Les demandes de service aux lignes téléphoniques non urgentes de la ville peuvent aider à identifier les «points chauds» pour l’usage d’opioïdes et les surdoses, selon une étude menée à Columbus.
Les chercheurs ont découvert que les appels à la ligne 311 – utilisée dans de nombreuses villes des États-Unis pour signaler des problèmes non urgents – suivaient de près les lieux et les heures de Columbus où les surdoses d’opioïdes étaient en augmentation.
Les résultats ont montré que les appels concernant les violations du code, la santé publique et l’éclairage public étaient les meilleurs indicateurs de la consommation d’opioïdes dans les communautés de Columbus.
Les plaintes adressées à la ville concernant des problèmes tels que la réparation des lampadaires, les véhicules abandonnés et les violations du code reflètent le désordre et la détresse qui sont également liés à la consommation d’opioïdes. «
Yuchen Li, Study Lead Auteur et doctorant Sandidate en géographie, Ohio State University
« Les données 311 aident à identifier quelles parties de la communauté pourraient être le prochain point chaud pour les surdoses d’opioïdes. »
L’étude a été publiée aujourd’hui dans la revue Rapports scientifiques.
Les résultats suggèrent que les données de 311 appels peuvent être un indicateur efficace de surveillance des surdoses d’opioïdes pour orienter la sensibilisation et les ressources là où elles sont nécessaires, a déclaré Harvey Miller, co-auteur de l’étude et professeur de géographie à l’Ohio State.
«Les appels 311 sont en quelque sorte une conversation entre les communautés et la ville sur ce qui préoccupe immédiatement les résidents», a déclaré Miller, directeur du Center for Urban and Regional Analysis de l’Ohio State.
« Ces données fournissent un moyen plus dynamique et plus utile de suivre la crise des opioïdes dans les villes américaines. »
Pour l’étude, les chercheurs ont obtenu des données sur les interventions du personnel d’urgence de Columbus face aux surdoses d’opioïdes dans la ville entre 2008 et 2017. Ces incidents sont suivis, regroupés et résumés sur la carte des niveaux d’activité de crise des opioïdes du comté de Franklin (FOCAL).
Les chercheurs ont comparé le lieu et l’heure de chaque surdose avec les données reçues sur 311 appels reçus de résidents de la même région à peu près au même moment.
Les 311 appels ne concernent pas la consommation de drogue, a déclaré Miller.

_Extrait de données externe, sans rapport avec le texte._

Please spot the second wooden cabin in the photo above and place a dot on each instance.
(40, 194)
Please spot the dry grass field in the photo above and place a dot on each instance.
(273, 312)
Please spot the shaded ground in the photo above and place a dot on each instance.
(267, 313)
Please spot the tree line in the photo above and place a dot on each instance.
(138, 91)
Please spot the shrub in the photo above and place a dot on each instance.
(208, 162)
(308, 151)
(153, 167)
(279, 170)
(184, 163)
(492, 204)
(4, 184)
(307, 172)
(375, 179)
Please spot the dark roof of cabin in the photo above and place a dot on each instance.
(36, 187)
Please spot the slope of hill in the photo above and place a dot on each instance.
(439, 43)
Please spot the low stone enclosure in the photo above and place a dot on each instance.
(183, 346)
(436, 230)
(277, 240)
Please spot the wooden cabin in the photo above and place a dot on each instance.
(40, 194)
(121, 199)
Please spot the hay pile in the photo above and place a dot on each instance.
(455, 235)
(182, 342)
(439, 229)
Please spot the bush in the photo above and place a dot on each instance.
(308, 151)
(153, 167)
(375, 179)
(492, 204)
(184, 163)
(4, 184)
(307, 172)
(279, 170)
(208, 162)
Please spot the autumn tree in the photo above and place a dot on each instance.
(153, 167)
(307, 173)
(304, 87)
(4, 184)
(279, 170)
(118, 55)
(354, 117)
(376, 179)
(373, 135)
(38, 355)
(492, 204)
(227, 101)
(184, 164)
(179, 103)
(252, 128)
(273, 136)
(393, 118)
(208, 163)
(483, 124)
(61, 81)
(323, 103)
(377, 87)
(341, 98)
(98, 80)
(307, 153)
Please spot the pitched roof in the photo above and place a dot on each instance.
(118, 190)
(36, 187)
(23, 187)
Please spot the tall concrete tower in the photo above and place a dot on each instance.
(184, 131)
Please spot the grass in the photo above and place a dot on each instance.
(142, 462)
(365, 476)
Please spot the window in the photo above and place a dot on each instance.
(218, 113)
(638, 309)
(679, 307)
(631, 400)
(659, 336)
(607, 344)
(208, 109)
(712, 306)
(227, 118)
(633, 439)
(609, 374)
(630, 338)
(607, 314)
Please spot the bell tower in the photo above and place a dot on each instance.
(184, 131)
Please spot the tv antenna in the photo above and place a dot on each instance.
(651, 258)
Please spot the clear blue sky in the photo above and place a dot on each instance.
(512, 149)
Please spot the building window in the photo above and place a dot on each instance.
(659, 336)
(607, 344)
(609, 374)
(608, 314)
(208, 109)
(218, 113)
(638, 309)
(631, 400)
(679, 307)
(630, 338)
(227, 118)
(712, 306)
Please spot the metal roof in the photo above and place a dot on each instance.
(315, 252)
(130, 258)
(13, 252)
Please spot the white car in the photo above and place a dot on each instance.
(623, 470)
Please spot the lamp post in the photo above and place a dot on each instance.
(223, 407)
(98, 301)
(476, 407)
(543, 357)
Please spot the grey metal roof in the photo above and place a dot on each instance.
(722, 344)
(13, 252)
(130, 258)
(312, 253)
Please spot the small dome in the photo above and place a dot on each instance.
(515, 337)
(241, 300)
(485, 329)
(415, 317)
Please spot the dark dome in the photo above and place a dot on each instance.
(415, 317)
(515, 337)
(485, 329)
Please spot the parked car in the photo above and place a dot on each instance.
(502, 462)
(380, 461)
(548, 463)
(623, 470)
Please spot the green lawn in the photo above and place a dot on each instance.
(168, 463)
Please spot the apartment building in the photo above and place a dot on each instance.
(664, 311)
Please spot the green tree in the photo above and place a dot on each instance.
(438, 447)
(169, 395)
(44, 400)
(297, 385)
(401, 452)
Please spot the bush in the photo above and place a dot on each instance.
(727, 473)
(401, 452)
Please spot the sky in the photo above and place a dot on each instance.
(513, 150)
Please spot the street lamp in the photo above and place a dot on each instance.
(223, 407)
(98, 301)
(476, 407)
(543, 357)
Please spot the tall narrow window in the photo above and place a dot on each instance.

Mais les résultats montrent qu’ils indiquent quand les zones deviennent un point chaud pour les surdoses d’opioïdes.
« Les 311 données indiquent les facteurs de stress environnementaux et sociaux qui sont également associés à la consommation de drogues », a-t-il déclaré.
« Les résultats ajoutent aux preuves scientifiques que la crise des opioïdes est enracinée dans l’inégalité sociale, la détresse et le sous-investissement dans les communautés. »
Les résultats ont montré que 10 des 21 types de 311 demandes étaient spécifiquement associés à des surdoses d’opioïdes à proximité. Les appels concernant les violations du code, les problèmes de santé publique tels que la lutte antiparasitaire, la sécurité alimentaire et les conditions insalubres dues aux animaux, et les problèmes d’éclairage public étaient les prédicteurs les plus précis des points chauds de surdose d’opioïdes.
Parmi les autres appels liés aux problèmes de drogue figuraient ceux concernant les véhicules abandonnés, les plaintes d’animaux, l’application de la loi, les ordures / ordures / détritus, l’entretien des rues, les panneaux de signalisation et l’eau / les égouts / les drains.
Les appels qui n’étaient pas liés à des surdoses comprenaient ceux concernant le déneigement et le déglaçage, les arbres, les loisirs et les parcs.
« Le type de types de demandes que nous nous attendrions à être de bons indicateurs de la consommation d’opioïdes sont ceux qui ont fonctionné », a déclaré Miller.
« Ce sont aussi les mêmes indicateurs qui suggèrent la pauvreté et la détresse. »
Le pouvoir d’utiliser 311 appels pour identifier les points chauds d’opioïdes est qu’il est beaucoup plus à jour que d’autres indicateurs de détresse sociale, a déclaré Li.
« Les communautés sont dynamiques et changent constamment. Les appels 311 peuvent nous fournir des informations précieuses dans des délais plus rapides que ceux que nous obtenons à partir des données du recensement », a-t-il déclaré.
La source:
Référence du journal:
Li, Y., et al. (2020) 311 demandes de services comme indicateurs de détresse du quartier et de trouble lié à l’usage d’opioïdes. Rapports scientifiques. doi.org/10.1038/s41598-020-76685-z.